Mateusz Morawiecki pogrążony w żałobie
W swoich mediach społecznościowych Mateusz Morawiecki podzielił się smutną wiadomością. W niedzielę 3 sierpnia zmarła Jadwiga Morawiecka. „Dziś odeszła moja mama. Moja nauczycielka życia, miłości, dobra i odpowiedzialności. Jej serce. Jej umysł. Jej ręce. Najbardziej wyśniona mama na świecie” – przekazał były premier, dodając:
„Kiedyś powiedziałem, że wszystko, co we mnie dobre – zawdzięczam mamie. Dziś powtarzam to z jeszcze większą wdzięcznością i wzruszeniem. To jej zawdzięczam swoją wiarę, wytrwałość i dumę z naszej ojczyzny. To dzięki mamie wiem, że miłość jest silniejsza niż śmierć”.
Nie żyje mama Mateusza Morawieckiego
W obszernym wpisie Morawiecki wielokrotnie podkreślił, jak wiele zawdzięcza rodzicielce. „Każdy, kto mamę poznał, czuł jej ciepło, pogodę ducha, wiarę i mądrość. Życie mamy pełne było trudu i łez. I czymś niezwykłym było to, jak potrafiła doceniać każdy promyk nadziei, cieszyć się każdą chwilą, traktować miłość jak dar, jak tlen” – przyznał.
Kochała bezgraniczną miłością nie tylko najbliższą rodzinę, ale była wśród tych nielicznych, którzy potrafią kochać nawet swoich nieprzyjaciół.

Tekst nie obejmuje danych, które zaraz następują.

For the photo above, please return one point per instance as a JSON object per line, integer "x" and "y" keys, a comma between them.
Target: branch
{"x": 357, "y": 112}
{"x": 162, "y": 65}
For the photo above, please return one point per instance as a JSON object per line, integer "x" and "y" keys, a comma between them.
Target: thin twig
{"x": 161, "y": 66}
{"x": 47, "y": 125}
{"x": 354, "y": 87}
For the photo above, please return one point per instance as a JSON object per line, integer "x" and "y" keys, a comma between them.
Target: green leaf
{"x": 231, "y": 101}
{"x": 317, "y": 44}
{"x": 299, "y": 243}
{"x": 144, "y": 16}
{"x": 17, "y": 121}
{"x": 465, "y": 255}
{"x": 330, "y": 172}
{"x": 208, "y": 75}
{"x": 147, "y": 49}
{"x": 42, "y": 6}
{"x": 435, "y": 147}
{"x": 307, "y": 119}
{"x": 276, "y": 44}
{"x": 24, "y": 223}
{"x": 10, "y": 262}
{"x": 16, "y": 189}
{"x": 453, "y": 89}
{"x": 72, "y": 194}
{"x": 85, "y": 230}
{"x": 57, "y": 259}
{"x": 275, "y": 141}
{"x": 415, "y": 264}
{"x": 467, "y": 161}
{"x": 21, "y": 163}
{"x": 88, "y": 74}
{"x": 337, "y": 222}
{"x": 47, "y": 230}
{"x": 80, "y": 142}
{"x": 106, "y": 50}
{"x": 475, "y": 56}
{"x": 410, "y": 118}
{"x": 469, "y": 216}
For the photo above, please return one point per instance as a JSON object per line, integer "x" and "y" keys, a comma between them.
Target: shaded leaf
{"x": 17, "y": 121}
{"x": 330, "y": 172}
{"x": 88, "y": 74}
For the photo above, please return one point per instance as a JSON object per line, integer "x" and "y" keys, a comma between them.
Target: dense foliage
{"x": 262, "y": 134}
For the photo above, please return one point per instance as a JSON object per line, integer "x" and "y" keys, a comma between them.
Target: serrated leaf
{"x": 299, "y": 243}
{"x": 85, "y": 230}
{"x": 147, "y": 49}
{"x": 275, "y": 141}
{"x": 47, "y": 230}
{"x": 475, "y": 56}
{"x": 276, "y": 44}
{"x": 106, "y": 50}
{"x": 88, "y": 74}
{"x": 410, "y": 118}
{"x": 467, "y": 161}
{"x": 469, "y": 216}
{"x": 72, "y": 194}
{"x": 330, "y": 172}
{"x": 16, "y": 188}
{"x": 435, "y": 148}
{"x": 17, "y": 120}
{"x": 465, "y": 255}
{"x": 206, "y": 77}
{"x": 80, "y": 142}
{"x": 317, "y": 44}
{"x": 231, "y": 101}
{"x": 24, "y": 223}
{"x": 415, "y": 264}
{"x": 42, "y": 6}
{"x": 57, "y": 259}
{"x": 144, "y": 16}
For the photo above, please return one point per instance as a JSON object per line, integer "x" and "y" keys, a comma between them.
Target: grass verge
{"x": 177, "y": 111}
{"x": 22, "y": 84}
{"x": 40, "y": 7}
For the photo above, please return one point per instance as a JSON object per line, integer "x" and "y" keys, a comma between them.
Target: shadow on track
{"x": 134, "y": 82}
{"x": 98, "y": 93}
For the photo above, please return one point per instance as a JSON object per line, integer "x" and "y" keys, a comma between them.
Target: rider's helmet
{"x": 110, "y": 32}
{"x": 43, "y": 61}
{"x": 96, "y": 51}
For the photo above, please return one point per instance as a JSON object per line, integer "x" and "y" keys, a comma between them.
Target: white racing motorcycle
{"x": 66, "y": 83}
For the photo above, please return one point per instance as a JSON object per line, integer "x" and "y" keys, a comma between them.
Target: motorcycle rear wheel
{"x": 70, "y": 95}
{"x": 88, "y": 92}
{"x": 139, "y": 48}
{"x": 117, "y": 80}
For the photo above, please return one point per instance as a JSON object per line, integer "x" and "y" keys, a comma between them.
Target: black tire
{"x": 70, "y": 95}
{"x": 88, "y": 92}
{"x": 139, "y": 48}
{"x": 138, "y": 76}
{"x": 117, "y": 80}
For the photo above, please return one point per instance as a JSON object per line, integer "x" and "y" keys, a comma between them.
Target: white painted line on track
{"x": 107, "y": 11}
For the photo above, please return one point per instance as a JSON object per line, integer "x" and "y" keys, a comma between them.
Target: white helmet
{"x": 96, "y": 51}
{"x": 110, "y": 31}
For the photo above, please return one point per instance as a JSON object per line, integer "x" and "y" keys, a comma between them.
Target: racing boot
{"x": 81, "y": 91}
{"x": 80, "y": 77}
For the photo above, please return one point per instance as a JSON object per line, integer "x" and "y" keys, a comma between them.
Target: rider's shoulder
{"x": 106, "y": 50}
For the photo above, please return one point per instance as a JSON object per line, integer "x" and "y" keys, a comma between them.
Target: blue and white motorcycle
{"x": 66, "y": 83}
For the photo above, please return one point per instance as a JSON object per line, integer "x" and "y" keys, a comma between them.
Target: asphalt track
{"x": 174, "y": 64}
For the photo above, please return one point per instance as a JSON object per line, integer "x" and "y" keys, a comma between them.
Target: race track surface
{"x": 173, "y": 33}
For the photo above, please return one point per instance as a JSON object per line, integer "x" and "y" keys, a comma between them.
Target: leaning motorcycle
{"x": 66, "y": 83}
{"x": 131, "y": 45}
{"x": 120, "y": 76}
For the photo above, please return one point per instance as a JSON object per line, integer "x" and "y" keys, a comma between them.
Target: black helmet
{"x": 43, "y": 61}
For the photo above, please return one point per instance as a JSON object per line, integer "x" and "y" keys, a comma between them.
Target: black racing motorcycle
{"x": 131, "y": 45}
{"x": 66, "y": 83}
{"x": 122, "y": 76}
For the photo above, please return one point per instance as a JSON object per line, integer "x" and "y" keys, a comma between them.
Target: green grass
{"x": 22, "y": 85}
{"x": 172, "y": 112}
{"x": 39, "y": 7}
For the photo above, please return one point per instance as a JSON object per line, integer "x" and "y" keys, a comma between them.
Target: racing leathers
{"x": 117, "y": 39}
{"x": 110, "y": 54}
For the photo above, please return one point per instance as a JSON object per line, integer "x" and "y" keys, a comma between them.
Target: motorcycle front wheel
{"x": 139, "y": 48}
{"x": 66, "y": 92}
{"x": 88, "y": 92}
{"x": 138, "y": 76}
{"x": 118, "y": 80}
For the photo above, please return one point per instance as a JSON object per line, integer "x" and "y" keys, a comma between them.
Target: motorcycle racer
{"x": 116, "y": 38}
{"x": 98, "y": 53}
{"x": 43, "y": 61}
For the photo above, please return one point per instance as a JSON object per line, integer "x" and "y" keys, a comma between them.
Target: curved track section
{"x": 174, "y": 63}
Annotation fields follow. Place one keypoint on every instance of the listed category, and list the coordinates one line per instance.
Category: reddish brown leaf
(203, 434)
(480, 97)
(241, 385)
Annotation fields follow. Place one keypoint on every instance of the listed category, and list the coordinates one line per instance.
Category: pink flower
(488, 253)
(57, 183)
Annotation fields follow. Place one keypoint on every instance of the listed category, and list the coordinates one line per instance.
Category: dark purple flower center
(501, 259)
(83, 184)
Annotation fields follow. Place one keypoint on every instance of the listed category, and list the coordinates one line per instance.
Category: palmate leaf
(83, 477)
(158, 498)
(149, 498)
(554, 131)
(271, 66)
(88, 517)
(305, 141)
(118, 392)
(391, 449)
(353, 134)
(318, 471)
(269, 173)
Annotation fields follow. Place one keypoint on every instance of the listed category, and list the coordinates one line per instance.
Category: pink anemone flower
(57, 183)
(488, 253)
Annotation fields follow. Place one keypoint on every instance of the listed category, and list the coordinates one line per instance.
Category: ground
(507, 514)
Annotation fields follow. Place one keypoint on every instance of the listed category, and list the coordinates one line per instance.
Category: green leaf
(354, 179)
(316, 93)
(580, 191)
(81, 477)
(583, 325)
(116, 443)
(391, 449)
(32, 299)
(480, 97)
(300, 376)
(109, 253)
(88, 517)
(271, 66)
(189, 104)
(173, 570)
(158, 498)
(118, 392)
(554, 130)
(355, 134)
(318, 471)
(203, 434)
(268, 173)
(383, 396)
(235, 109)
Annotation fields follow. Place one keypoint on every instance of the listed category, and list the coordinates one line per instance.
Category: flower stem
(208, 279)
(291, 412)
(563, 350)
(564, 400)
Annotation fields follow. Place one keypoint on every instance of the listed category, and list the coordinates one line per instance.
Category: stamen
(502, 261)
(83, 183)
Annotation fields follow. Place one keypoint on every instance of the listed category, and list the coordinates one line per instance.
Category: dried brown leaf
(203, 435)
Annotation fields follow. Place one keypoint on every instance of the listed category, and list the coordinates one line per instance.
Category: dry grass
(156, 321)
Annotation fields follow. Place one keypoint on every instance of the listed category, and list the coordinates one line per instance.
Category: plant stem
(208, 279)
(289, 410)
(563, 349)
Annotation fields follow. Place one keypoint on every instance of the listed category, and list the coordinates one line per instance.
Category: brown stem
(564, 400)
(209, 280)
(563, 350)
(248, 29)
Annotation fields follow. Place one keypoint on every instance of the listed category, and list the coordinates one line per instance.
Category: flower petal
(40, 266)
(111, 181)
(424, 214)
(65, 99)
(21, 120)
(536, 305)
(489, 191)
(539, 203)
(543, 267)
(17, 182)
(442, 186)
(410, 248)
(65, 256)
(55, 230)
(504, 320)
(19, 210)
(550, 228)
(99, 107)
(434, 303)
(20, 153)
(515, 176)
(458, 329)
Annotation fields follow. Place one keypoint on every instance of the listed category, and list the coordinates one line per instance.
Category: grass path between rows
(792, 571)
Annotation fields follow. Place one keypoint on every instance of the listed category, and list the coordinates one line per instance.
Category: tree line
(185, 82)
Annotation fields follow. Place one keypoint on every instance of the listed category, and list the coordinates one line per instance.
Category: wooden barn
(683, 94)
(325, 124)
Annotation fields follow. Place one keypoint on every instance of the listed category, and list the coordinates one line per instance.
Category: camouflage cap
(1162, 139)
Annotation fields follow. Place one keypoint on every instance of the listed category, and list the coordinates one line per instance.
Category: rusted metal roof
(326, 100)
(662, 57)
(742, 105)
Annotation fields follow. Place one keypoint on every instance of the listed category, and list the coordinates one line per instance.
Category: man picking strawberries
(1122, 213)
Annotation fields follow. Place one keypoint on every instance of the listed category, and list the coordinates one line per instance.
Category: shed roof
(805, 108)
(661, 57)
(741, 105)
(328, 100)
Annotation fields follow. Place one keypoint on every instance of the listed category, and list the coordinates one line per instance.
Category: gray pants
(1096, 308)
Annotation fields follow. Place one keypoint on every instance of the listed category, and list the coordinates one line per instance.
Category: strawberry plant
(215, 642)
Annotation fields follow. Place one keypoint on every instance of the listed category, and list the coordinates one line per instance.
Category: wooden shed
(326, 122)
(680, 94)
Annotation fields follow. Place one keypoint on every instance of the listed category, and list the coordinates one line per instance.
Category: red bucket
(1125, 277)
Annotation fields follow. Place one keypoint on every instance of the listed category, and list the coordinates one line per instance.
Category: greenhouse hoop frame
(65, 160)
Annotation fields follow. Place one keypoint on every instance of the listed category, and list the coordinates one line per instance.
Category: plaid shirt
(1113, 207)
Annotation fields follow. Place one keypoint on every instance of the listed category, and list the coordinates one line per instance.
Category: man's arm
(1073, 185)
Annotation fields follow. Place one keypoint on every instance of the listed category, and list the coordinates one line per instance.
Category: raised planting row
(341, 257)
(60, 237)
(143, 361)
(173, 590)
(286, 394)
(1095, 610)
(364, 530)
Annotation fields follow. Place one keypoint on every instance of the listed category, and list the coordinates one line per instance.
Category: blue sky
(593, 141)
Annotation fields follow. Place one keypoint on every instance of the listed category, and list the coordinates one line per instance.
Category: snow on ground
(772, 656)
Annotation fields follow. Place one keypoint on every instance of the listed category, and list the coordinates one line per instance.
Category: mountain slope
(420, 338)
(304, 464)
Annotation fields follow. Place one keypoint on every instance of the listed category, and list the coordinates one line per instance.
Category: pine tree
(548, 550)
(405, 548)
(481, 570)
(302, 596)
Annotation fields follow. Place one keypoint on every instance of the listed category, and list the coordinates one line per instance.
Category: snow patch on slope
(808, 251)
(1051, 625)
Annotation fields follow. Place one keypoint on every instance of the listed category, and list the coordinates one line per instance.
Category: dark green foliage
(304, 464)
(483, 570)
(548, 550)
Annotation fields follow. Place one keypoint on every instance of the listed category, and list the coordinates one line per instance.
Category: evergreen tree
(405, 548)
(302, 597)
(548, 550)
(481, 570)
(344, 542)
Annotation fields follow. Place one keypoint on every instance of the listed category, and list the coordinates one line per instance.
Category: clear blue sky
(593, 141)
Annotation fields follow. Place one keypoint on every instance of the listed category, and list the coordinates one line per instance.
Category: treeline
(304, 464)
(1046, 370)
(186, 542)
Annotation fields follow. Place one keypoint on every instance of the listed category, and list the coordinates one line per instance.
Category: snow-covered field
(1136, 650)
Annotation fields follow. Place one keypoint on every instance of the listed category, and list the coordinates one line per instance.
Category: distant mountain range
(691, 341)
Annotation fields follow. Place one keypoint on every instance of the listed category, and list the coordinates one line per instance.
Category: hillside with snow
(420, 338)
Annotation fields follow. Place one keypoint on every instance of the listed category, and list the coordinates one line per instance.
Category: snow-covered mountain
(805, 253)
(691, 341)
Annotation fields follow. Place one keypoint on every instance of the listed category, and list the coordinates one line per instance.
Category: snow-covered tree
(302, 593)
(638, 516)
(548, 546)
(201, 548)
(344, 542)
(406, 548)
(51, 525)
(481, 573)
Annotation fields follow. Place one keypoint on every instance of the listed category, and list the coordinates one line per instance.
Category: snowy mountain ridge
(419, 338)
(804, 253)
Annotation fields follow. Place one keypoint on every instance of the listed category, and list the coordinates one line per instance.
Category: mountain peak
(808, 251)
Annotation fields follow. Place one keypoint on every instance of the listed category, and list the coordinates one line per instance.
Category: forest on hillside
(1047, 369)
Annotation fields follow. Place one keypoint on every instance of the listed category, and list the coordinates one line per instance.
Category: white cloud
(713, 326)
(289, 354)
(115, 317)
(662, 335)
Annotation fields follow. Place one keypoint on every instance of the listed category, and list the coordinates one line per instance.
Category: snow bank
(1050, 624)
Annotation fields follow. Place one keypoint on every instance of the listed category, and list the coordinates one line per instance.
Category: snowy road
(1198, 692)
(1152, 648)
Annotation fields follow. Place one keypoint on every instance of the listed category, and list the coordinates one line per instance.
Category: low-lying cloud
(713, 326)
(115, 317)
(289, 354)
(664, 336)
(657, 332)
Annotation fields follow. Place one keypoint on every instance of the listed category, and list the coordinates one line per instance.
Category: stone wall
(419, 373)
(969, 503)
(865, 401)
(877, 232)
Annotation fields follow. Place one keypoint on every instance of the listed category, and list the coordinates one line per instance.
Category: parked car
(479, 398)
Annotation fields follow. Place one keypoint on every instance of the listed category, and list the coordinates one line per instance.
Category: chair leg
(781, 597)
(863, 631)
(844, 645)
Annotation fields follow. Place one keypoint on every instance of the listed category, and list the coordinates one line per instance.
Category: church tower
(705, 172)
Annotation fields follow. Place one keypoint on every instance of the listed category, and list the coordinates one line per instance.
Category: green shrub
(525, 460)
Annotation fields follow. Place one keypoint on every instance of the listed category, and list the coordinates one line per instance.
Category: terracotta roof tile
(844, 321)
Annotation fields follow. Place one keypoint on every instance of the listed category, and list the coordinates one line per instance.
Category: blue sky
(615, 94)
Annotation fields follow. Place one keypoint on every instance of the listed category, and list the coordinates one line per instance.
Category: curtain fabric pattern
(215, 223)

Jednocześnie zaznaczył, że Jadwiga Morawiecka „była cichą bohaterką walki o wolną Polskę” i „lepszy świat”: „Była tą matką i tą żoną, która „w mrocznych izbach wyszywała na sztandarach hasło honor i ojczyzna”. Na koniec zaś zwrócił się do niej bezpośrednio:
Dziękuję ci, mamo. Za wszystko. Twoje serce i twoje dzieło wpisały się na zawsze w wieczność. Zawsze będziesz z nami. Bóg z tobą.